A jewellery designer can work independently, designing alone or with a small staff and retailing out of some stores. A designer can also work with one of the big brands or a smaller private player as an employee. While it takes courage to plunge into the middle of things as an entrepreneur, internship gives one the necessary experience, confidence and feel of the market. Aspirants armed with a good degree will get a hearing at jewellery houses in India and abroad. “NID and NIFT degrees are recognised internationally,” says Sangeeta Dewan, head of design at Tanishq and NIFT alumna.
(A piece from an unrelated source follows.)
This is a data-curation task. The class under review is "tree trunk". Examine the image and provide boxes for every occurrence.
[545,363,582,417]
A jewellery designer these days is a tech-savvy one, working with 3D and graphic software, though one does need to know about the hands-on technique, mix of metals, stones etc to decide which designs can go from the drawing board to the store shelf
What do they do?
It is hard to link jewellery designing with lab coats and number crunching, but chemistry and maths both go into the making of a nice necklace.
“Jewellery designing requires great aesthetic sense, illustration skill, technical skill, familiarity with chemistry, alloy and a comfort level with maths for the chemical equations,” says Sangeeta Dewan, head of design at Tanishq. These things are taught at design schools like the National Institute of Design (NID) and the National Institute of Fashion Technology (NIFT) as part of their course.
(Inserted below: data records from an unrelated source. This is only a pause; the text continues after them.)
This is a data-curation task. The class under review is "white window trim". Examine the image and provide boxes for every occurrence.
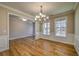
[43,22,50,35]
[55,16,67,37]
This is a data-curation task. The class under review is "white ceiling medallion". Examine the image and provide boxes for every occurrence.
[35,5,49,23]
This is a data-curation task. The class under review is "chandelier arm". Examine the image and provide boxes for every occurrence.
[40,5,43,13]
[35,5,49,23]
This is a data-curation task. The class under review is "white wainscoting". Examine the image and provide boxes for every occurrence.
[75,35,79,55]
[35,32,74,45]
[9,34,33,40]
[0,35,9,52]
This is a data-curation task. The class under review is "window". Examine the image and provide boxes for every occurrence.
[43,22,50,35]
[55,17,67,37]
Things have changed from the time our grandmother’s trustee goldsmith would reproduce a design granny or mom had copied for his reference. Today, the Indian jewellery industry is a mini-behemoth, employing 13 lakh people, as per cvtips.com, a career information website.
The buyer base is so huge and jewellery so much a part of Indian life that the market accommodates numerous small to medium houses as well as big players. So, job prospects are bright.
However, the industry is yet to develop the kind of structure that will tell an aspirant where the stepping stones are. “They will find jobs (mostly) with private players, and it’s likely to be so in future,” says Dewan.
Interning for a top brand is like tonic for a designer’s career. Dewan went to NIFT, worked with a jeweller, got a scholarship to go to Milan and then interned with Van Cleef & Arpels, the French jewellery house, before the circle closed in India.
Elsewhere in the world, the career graph of South African Pieter Erasmus, a fine arts student, was also heading towards designing. A section in his art course was on jewellery design. One thing led to another, and Erasmus got a job in London at Erickson Beamon, the “baubles-and-bangles empire”. Now based in Delhi and most recently famous as the person whose creation graced Michelle Obama’s neck, Erasmus makes costume jewellery and for one with a bent for this kind of jewellery, “research and creativity matter more than craftsmanship”. That means studying trends and staying ahead of the curve.
Luckily, a start-up does not mean huge money. “To work with semi-precious gems, you at first need Rs 1.5 lakh-2 lakh,” says Rekha Arora, a designer who sources raw material from all over the world — from Jaipur to Turkey to Thailand — for her label Rika.
Arora, who retails in Delhi from White, a store in Hauz Khas village, closed the deal quite easily, but usually, networking through a design school is the way ahead.
At NIFT, jewellery designing is a part of the BDes programme and students get to work with retailers such as Tanishq and Hazoorilal. “The World Gold Council collaborates with us, and we have tie-ups with international institutions,” says Preetha Hussain, associate professor, BDes, NIFT.
The students learn software, sketching, use of wood and metals, and also marketing strategies. After graduation, the ties with the alma mater remain. As Hussain says, “Our graduates keep coming back for guidance.”
. A knack for illustration
. A keen eye for detail
. An affinity for fine art
. Comfort level with numbers
How do I get there?
A student with a Bachelor’s degree can go abroad for an internship with a jewellery house or study further at an institute like the Politecnico di Milano. The NIFT graduation programme requires a student to do a 22-week project with a jewellery house, making two or three collections for them. “They first understand the trends, go to the shop floor to see the production process and learn about marketing before deciding how their idea can be translated into a viable visual language,” says Preetha Hussain, associate professor, BDes, NIFT.